Books for Autistic People

So like I said in the last Articles of Interest post, in the spirit of putting my money where my mouth is I’ve spent the last few months reading books on autism, social skills, and coping mechanisms for living with neurotypicals.

So I read around a dozen books in total. I intended to write a short and sweet review paragraph for each, but some of them said some really useful things so I took notes, and then that became a whole thing. In order to not clog up my blog, I’m going to turn this post into more of a directory – click through to read an excerpt, my review, and a summary of useful concepts for my more extensive reviews.

In order of reading:

A Field Guide to Earthlings – Ian Ford

Women and Girls with Autism Spectrum Disorder – Sarah Hendrickx

Nonviolent Communication, 2nd ed. – Marshall B. Rosenberg

Nerdy, Shy, and Socially Inappropriate – Cynthia Kim

Other books I’ve read but weren’t interesting enough to merit a full review

Miscellaneous thoughts

Because I’m insufferable, here is a quote from my boi michel foucault that aptly summarizes the underlying sentiment of the books that I liked the best:

The definition of disease and of the insane, and the classification of the insane has been made in such a way as to exclude from our society a certain number of people… Nobody is more conservative than those people who tell you that the modern world is afflicted by nervous anxiety or schizophrenia. It is in fact a cunning way of excluding certain people or certain patterns of behaviour.

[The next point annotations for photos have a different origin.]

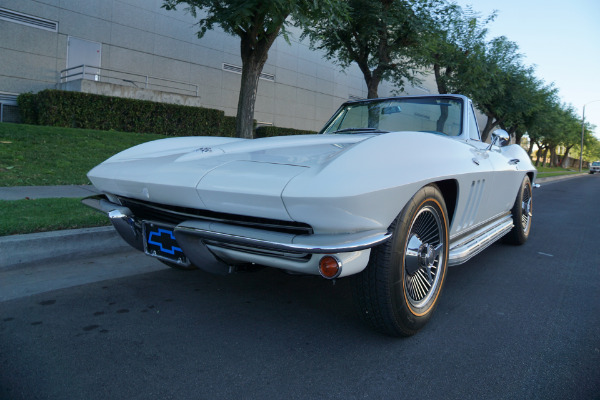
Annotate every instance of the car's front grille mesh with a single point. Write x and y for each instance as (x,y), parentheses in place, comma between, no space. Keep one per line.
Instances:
(175,215)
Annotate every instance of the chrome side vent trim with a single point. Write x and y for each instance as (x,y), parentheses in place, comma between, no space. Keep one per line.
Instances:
(236,69)
(473,203)
(29,20)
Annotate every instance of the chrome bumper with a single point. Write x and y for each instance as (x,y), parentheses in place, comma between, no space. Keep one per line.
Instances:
(197,236)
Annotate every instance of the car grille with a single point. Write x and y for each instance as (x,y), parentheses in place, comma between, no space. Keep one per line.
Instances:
(175,215)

In other words, having trouble coping with the rhythms and patterns specific to our society doesn’t mean that you’re defective as a human being. It means that society has not cared to make in itself a place in itself for you, because sometimes society flat sucks.

This is disability activism in a nutshell, and a good lens for self compassion. If you take nothing else away from this post, take that.

Major kudos to the r/aspergirls wiki, where I sourced many of these books. And once again a huge thanks to @mykola for writing the twitter thread that started it all.

It has also occurred to me during this binge that there are probably decent guidebooks for people who are neurodiverse in other ways as well, and I should probably hunt them down and give them a read. With decent curation, that doesn’t seem like the worst way to discover universal human experiences that I don’t have (perma). Further reviews possibly to come.